Duxbury began his career in internal medicine but changed to geriatrics. “Most of medicine is very left brain,” he says. “There are specific scientific answers to problems in which you parse a problem down logically to arrive at a diagnosis. Geriatrics doesn’t work that way. Geriatrics is about somebody with multiple interacting medical issues. The usual tools don’t help you arrive at solutions.”

Instead, the geriatrician and medical team consider the context of the patient’s life and the patient’s family, often going on house calls to get a more accurate picture than an office visit can provide.

He recalls one desperate family with an elder who had Alzheimer’s. She retained her desire to help with laundry but, in so doing, ruined their clothes and linens. No medical textbook provides an answer to such problems, Duxbury says.

“You have to realize that the patient is trying to help,” he says. “She had a good sense of personal self and autonomy, and that’s got to be respected.” The solution? Lock away the good clothes and linens. Buy used colorful sheets and clothes and a bright laundry basket, easily seen by the would-be laundress. Replace the bleach with water and the detergent with cheap powdered milk. Viola! The elderly woman’s efforts keep her feeling useful, but the family’s good fabrics remain intact. “The best definition of geriatrics that I’ve ever heard is that it is creative solutions to unsolvable problems,” Duxbury says.

Sometimes that’s an apt description for theater as well. The thespian arts require “an innate understanding of how human beings work together.” Duxbury has written two plays for the Seasoned Performers, a local senior theater group who tour the state and perform in such venues as senior centers and schools. His first play, Grimm and Bear It, featured villains kicked out of their own fairy tale because modern society regarded them as old, ugly and antiquated. “They have to fight to regain their proper place,” he explains. His second, Night Call Nurses: What the Health, takes place in a radio station where former actresses in a medically-themed radio soap opera return to do a special program. “Again, they have to show the young folk what the old folk can do,” he says. He’s also written and performed for Politically Incorrect Cabaret, a Berlin-style company. “I play the emcee figure,” Duxbury says. “Think Joel Grey in Cabaret.”

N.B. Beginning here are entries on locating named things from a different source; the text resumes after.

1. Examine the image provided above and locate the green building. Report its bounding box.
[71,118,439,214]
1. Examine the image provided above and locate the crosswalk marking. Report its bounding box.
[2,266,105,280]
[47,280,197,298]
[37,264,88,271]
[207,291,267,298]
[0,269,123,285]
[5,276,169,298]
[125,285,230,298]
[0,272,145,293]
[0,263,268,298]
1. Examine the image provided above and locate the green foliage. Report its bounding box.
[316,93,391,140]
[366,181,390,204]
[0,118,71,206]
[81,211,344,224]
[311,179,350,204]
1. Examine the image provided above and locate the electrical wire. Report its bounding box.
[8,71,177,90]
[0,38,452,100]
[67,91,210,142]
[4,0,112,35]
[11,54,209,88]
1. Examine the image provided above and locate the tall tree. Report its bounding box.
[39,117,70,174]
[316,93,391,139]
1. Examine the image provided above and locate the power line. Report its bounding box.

He’d been involved in theater for years before deciding to try his hand at on-stage performance. “I can hit the notes but I will never sing solo in the opera,” he says. Yet the voice he discovered in lessons begun in his early 40s proved good enough to be in the opera chorus. His rich baritone also handles musical comedy leads just fine. “I really like the juicy character parts that usually have one or two scenes or a song that everybody remembers.”

 

Directing, writing for, or performing with a cast of characters on stage is not all that different from supporting and communicating with a geriatric patient and family members. In both cases, the person must watch for cues, listen to dialogue, and help create scenes that satisfy complex conflicts. Duxbury manages to make simultaneous mastery of both the worlds of theater and medicine look easy.